大事なのは「なぜその解になるのか」を説明するシナリオを考えることです。主張したい結論がすでにある。それをどうやって正しいと証明するか。これはまさにすべてのビジネスパーソンに必要なリテラシーであり、人間の仕事です。

先ほどご紹介した「連立方程式を解け」という問題があったとき、それを教師に教えられたとおりに作業して正解を導いて終わるのか、この問題の解が正しいことの説明ロジックを考えるのか。それはとても大きな差になります。
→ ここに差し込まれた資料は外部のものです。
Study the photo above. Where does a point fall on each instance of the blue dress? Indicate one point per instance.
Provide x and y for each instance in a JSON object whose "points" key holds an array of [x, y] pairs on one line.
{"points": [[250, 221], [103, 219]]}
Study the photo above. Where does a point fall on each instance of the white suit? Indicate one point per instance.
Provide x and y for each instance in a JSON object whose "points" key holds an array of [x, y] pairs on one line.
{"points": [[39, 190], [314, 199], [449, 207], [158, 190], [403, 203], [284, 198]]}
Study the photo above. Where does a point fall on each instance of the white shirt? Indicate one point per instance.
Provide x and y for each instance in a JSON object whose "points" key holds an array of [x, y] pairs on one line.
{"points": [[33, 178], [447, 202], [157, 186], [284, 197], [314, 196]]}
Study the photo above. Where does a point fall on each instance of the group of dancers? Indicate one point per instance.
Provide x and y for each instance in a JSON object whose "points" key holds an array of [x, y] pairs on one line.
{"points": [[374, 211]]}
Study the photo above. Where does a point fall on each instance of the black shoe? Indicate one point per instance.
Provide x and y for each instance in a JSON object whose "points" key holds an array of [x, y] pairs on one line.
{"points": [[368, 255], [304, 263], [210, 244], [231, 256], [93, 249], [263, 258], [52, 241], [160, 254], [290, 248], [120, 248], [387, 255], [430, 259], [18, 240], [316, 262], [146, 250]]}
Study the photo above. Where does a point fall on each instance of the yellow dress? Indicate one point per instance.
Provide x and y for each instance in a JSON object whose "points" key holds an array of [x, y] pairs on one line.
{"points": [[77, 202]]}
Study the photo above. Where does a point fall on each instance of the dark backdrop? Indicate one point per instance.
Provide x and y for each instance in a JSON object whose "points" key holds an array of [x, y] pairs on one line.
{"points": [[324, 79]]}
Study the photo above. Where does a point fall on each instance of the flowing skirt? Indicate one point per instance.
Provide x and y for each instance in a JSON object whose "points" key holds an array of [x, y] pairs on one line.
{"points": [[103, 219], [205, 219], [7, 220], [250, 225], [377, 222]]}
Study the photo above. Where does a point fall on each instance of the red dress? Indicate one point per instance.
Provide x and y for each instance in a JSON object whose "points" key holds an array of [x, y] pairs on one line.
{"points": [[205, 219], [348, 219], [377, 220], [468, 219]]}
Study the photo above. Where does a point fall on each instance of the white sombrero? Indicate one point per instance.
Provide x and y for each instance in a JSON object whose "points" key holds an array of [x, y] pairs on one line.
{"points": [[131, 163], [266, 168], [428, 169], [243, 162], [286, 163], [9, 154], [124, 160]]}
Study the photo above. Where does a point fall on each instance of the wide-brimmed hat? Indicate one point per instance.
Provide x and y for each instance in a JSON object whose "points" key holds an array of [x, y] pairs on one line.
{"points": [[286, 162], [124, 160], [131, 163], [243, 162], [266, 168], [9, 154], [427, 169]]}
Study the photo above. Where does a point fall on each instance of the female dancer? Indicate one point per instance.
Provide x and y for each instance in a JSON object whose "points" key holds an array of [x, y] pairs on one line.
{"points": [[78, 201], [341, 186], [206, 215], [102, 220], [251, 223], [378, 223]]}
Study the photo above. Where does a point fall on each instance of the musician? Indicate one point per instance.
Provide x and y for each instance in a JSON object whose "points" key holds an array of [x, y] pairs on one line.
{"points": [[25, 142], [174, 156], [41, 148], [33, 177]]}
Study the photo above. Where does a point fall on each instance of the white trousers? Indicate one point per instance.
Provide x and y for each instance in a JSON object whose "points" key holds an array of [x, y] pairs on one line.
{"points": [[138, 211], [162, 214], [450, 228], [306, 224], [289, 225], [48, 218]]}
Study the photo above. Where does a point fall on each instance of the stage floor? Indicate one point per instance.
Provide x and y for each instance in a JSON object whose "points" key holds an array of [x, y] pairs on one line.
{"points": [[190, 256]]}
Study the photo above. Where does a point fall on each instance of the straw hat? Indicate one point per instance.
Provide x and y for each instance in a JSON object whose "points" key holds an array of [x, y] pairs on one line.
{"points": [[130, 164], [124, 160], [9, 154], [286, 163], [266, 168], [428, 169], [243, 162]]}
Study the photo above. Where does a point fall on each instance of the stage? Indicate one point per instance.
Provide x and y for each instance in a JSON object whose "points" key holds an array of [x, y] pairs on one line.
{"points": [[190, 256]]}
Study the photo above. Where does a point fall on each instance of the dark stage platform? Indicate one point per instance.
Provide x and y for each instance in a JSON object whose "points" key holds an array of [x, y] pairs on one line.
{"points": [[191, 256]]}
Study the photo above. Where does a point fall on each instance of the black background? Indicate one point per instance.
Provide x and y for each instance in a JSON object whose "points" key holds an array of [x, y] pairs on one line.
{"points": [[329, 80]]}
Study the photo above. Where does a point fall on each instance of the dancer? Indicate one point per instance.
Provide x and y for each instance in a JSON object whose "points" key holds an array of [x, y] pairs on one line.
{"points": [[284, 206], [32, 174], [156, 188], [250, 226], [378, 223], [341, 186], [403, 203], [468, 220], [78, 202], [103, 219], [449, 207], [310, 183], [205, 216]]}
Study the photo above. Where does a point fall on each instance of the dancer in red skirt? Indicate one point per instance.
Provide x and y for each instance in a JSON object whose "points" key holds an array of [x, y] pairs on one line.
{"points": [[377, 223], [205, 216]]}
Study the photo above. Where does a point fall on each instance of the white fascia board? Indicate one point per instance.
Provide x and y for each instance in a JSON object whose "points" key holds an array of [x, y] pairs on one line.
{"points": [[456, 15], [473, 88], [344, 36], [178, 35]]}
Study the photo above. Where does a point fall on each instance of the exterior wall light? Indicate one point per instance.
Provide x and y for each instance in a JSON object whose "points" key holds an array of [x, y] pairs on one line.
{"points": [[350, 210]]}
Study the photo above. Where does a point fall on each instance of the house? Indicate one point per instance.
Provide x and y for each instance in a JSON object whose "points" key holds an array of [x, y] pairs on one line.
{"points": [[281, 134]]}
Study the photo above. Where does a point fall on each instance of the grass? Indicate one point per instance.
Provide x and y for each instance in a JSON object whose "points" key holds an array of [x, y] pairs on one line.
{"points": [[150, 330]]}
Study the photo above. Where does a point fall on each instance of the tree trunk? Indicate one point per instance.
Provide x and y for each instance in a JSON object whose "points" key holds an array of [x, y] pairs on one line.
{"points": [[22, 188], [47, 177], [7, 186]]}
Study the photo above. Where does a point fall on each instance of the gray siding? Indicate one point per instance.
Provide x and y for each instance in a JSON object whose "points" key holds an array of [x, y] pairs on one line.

実際、私は大学生に講義をすることもありますが、机上では問題の正解を導いているのに、その問題の解説授業をしてみてくださいと要求すると驚くほどそれができません。なんとなく作業をすれば問題の正解は導ける。でもそれを第三者に説明することができない。そんな「症状」が多発しているのです。

「数学を学ぶ」のではなく「数学を通じて学ぶ」  

図形、数列、微分積分、確率、数学にはさまざまな分野があります。少し専門的な分類をするのであれば、解析、幾何、代数、確率、統計、そのほか応用数学。実にさまざまな分野が存在します。しかしこれらすべてに共通するのが、数学コトバを駆使しながら結論(主張)に僅かな矛盾もないことを説明する行為です。そしてこれが「数学を通じて得られること」です。私はこの概念を次のように表現して伝えています。

「数学を学ぶ」のではなく、「数学を通じて学ぶ」

「学問の理解」をゴールにすると、その学び直しはビジネスには役立たない

数学を正しく学んだ人は、数学は言語だと語ります。しかしそれは数学を理工学や経済学を理解するための言語と認識している人が多いように思います。もちろんそれは間違いではありません。しかし一方で別の視点から見ると、私たちが日常のビジネスシーンで使う言語でもあります。

人の人生は使う言葉で決まります。ポジティブな言葉ばかり使う人とネガティブな言葉ばかり使う人では人生が変わってきます。もし「数学コトバ」の必要を感じられるのであれば、数学を通じた言葉の使い方を学び直すことをお薦めします。